Generation Z connects with ‘Backrooms’ through fears of liminal space
The big screen of ‘Backrooms’ reflects the rise of fear online: the idea of a liminal or transitional space. ‘Backrooms’ has a forum on Reddit with over 350,000 subscribers. Forum moderators said there was something “deeply existential” about the concept and less about the monsters and “more about the uncertainty of what might be in the space with you.”TikTok is full of ‘Backrooms’ themed clips that have racked up 30 billion views, highlighting the popularity of this ’90s scene with Gen Z. According to internet researcher Gunseli Yalcinkaya, the sad nostalgia of pre-internet memories and spaces and the isolation of the Covid pandemic may explain why young people are attracted to ideas like ‘Backrooms’.As Yalcinkaya points out, it captures the frustration of what it means to be young today, “where reality is constantly being mediated through screens; there is already a sense that reality is failing, that nothing is real anymore.”
‘Backrooms’ becomes the first internet-to-film hit
The online trailer for ‘Backrooms’ quickly became one of the most watched movies, with 31 million views.
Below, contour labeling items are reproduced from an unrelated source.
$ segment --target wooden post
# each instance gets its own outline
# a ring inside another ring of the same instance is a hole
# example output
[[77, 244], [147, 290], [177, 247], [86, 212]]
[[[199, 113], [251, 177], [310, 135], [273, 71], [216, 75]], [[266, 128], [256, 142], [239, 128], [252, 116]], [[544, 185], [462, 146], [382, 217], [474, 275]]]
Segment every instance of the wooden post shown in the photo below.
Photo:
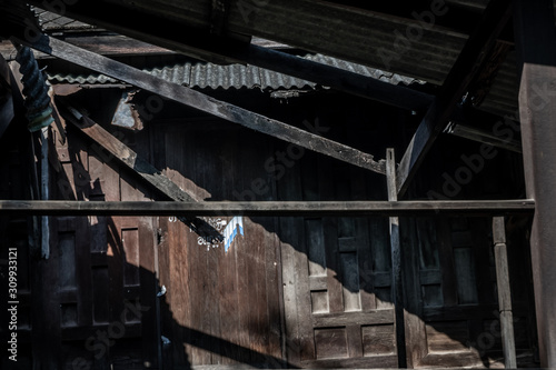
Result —
[[[394, 149], [386, 150], [386, 181], [388, 201], [398, 200], [396, 188], [396, 161]], [[399, 218], [390, 217], [390, 251], [391, 251], [391, 294], [396, 318], [396, 348], [398, 350], [398, 367], [407, 368], [406, 330], [404, 322], [404, 290], [401, 287], [401, 251], [399, 246]]]
[[535, 199], [530, 253], [542, 368], [556, 368], [556, 34], [552, 0], [514, 1], [519, 118], [527, 197]]
[[509, 286], [504, 217], [493, 218], [493, 242], [496, 261], [496, 283], [498, 286], [498, 307], [500, 312], [504, 363], [507, 369], [515, 369], [517, 368], [516, 343], [514, 339], [514, 317], [512, 312], [512, 291]]
[[[48, 164], [48, 127], [40, 131], [40, 199], [50, 199], [50, 174]], [[50, 257], [50, 219], [48, 216], [41, 217], [41, 241], [40, 257], [48, 259]]]

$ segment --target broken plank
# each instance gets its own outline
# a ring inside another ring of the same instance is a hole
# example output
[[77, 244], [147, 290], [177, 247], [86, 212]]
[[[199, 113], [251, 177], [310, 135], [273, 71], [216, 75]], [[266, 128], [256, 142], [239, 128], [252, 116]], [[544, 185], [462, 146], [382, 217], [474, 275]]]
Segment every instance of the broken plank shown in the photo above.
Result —
[[[120, 161], [162, 196], [173, 201], [200, 201], [200, 199], [195, 194], [191, 194], [178, 187], [147, 160], [139, 157], [131, 148], [127, 147], [110, 132], [105, 130], [100, 124], [96, 123], [88, 117], [82, 116], [71, 107], [59, 104], [58, 109], [67, 121], [71, 122], [89, 139], [95, 141], [100, 147], [100, 150], [107, 151], [109, 156], [112, 156], [112, 158]], [[214, 227], [201, 219], [191, 217], [180, 218], [180, 220], [195, 232], [212, 236], [218, 239], [222, 238], [222, 236]]]
[[176, 201], [29, 201], [0, 200], [0, 213], [66, 216], [248, 216], [248, 217], [371, 217], [445, 214], [505, 216], [532, 214], [535, 201], [257, 201], [257, 202], [176, 202]]
[[53, 57], [87, 67], [138, 88], [157, 93], [188, 107], [207, 112], [227, 121], [241, 124], [255, 131], [299, 147], [336, 158], [378, 173], [385, 173], [384, 161], [375, 161], [373, 156], [318, 134], [298, 129], [284, 122], [254, 113], [237, 106], [210, 98], [199, 91], [168, 82], [125, 63], [96, 54], [70, 43], [42, 34], [37, 42], [12, 38], [16, 42], [29, 46]]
The outlook for “Backrooms” looks “really promising,” as it is expected to easily surpass its $10 million budget.Matthew Frank, author of The Ankler’s Crowd Pleaser newsletter, says the YouTube-to-big-screen pipeline “feels like a sea change.” Hollywood executives look to native Internet culture for audiences and filmmakers like Parsons. It helps studios to come up with these names with “pre-established audiences” in an age where cinema is battling streaming.
Kane Parsons reflects on being Hollywood’s youngest director
As for Parsons, the media headlines speak volumes for how young he is to direct a Hollywood film, a focus he tires of. He worries that his inexperience might affect perception, but it “never came up” on set. “Almost immediately, it was just us, in a vacuum, talking about the project… I like to think that I completed it by being completely obsessive about any lack of experience,” he says.“Backrooms” finds much to explore in this concept, proving that original Internet IP has a tremendous appeal to audiences that diverge from the usual Hollywood fare.